Berdasarkan investigasi terhadap sarana produksi kosmetika ilegal tersebut, diduga telah terjadi tindak pidana. Pertama, yaitu memproduksi atau mengedarkan sediaan farmasi dan/atau alat kesehatan yang tidak memiliki perizinan berusaha sebagaimana dimaksud dalam Pasal 197 Jo. Pasal 106 ayat (1) Undang-Undang RI Nomor 36 Tahun 2009 tentang Kesehatan sebagaimana diubah dalam Peraturan Pemerintah Pengganti Undang-Undang Nomor 2 Tahun 2022 tentang Cipta Kerja dengan ancaman pidana penjara paling lama 15 (lima belas) tahun dan denda paling banyak Rp1 miliar.

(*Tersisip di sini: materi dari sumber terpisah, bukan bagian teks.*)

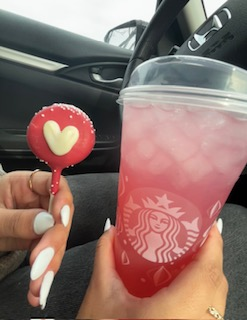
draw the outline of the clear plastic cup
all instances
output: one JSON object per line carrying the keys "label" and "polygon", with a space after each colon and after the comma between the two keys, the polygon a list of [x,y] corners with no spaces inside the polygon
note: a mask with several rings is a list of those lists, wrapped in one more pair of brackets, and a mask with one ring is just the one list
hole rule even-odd
{"label": "clear plastic cup", "polygon": [[151,59],[121,91],[116,269],[151,296],[193,259],[247,160],[247,72],[194,56]]}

Kedua, yaitu memproduksi atau mengedarkan sediaan farmasi yang tidak memenuhi standar dan/atau persyaratan keamanan, khasiat atau kemanfaatan, dan mutu sebagaimana dimaksud dalam Pasal 196 Jo. Pasal 98 ayat (2) dan ayat (3) Undang–Undang RI Nomor 36 Tahun 2009 tentang Kesehatan. Tindak kejahatan ini diancam dengan pidana penjara paling lama 10 (sepuluh) tahun dan denda paling banyak Rp1 miliar.
Ketiga, yaitu memperdagangkan barang yang tidak memenuhi atau tidak sesuai dengan standar yang dipersyaratkan dan ketentuan peraturan perundang-undangan sebagaimana dimaksud dalam Pasal 62 ayat (1) Jo. Pasal 8 ayat (1) huruf a Undang-Undang RI Nomor 8 Tahun 1999 tentang Perlindungan Konsumen. Tindak kejahatan ini diancam dengan pidana penjara paling lama 5 (lima) tahun atau pidana denda paling banyak Rp2 miliar.

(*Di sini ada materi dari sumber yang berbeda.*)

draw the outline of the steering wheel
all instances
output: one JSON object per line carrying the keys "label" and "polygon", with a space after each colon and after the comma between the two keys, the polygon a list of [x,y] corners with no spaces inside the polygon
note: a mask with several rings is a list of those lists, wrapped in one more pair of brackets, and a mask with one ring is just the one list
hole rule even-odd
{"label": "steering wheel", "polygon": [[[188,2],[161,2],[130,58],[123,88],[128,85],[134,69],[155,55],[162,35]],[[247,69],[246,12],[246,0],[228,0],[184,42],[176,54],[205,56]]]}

Kepala BPOM kembali menekankan bahwa penggunaan kosmetika tanpa izin edar dan/atau mengandung bahan dilarang dalam kosmetika sesuai peraturan persyaratan teknis bahan kosmetika sangat berisiko bagi kesehatan. Risiko kesehatan yang berpotensi terjadi akibat penggunaan kosmetika dengan kandungan bahan dilarang dalam pada kosmetika adalah sebagai berikut:
Melihat bahaya yang dapat timbul tersebut, BPOM mengimbau masyarakat untuk terus meningkatkan literasi serta menambah pengetahuan dan wawasan, sehingga menjadi konsumen cerdas dan berdaya dengan tidak menggunakan kosmetika tanpa izin edar. Dalam hal ini, termasuk produk racikan tanpa izin edar dan/atau kosmetika mengandung bahan dilarang sesuai peraturan persyaratan teknis bahan kosmetika.

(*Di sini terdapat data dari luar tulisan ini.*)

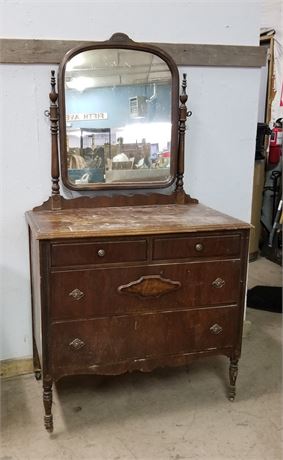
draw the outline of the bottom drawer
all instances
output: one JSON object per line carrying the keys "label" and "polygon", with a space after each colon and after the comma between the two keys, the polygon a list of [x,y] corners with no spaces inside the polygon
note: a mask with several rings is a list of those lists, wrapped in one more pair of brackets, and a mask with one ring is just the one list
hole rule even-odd
{"label": "bottom drawer", "polygon": [[54,370],[235,346],[238,307],[113,316],[52,325]]}

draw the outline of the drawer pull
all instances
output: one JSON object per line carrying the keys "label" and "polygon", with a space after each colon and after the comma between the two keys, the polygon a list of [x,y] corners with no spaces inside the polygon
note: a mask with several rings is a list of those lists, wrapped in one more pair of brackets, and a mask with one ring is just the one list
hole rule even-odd
{"label": "drawer pull", "polygon": [[212,281],[212,286],[216,289],[221,289],[225,285],[225,281],[222,278],[216,278],[216,280]]}
{"label": "drawer pull", "polygon": [[104,249],[98,249],[97,255],[98,255],[99,257],[104,257],[104,256],[105,256],[105,251],[104,251]]}
{"label": "drawer pull", "polygon": [[223,328],[221,326],[219,326],[219,324],[215,323],[215,324],[213,324],[213,326],[211,326],[211,328],[209,330],[210,330],[211,334],[218,335],[218,334],[221,334],[221,332],[223,331]]}
{"label": "drawer pull", "polygon": [[80,348],[85,346],[85,343],[79,338],[76,338],[72,340],[72,342],[69,343],[69,346],[73,348],[74,350],[79,350]]}
{"label": "drawer pull", "polygon": [[202,243],[197,243],[197,244],[195,245],[195,250],[196,250],[197,252],[203,251],[203,244],[202,244]]}
{"label": "drawer pull", "polygon": [[84,293],[80,291],[78,288],[74,289],[72,292],[69,293],[70,297],[73,297],[75,300],[80,300],[84,297]]}

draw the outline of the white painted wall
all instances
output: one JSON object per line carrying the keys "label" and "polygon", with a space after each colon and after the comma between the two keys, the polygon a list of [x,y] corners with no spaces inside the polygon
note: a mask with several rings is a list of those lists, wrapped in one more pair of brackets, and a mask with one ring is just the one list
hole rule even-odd
{"label": "white painted wall", "polygon": [[1,0],[2,37],[258,44],[259,0]]}
{"label": "white painted wall", "polygon": [[[257,45],[258,1],[0,1],[5,38],[108,39]],[[155,18],[158,17],[157,21]],[[54,68],[54,66],[52,66]],[[0,359],[31,355],[24,212],[50,194],[47,65],[1,66]],[[186,189],[202,203],[250,219],[257,69],[186,68],[189,108]]]}
{"label": "white painted wall", "polygon": [[202,203],[250,221],[259,69],[186,69],[190,79],[185,184]]}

BPOM juga mengimbau kepada tenaga kesehatan agar mendorong pasien yang membutuhkan obat bentuk sediaan krim atau lotion, untuk memperolehnya melalui sarana resmi. Sarana resmi dimaksud yaitu apotek yang dapat melakukan peracikan dengan tenaga yang memiliki keahlian dan kewenangan.
Majalah Farmasetika - Kementerian Kesehatan Republik Indonesia resmi mengesahkan Susunan Organisasi Kolegium Farmasi periode 2024-2028 melalui Keputusan…
Majalah Farmasetika - Yogyakarta, 5 Desember 2024 – Upaya untuk memperkokoh eksistensi dan profesionalisme tenaga…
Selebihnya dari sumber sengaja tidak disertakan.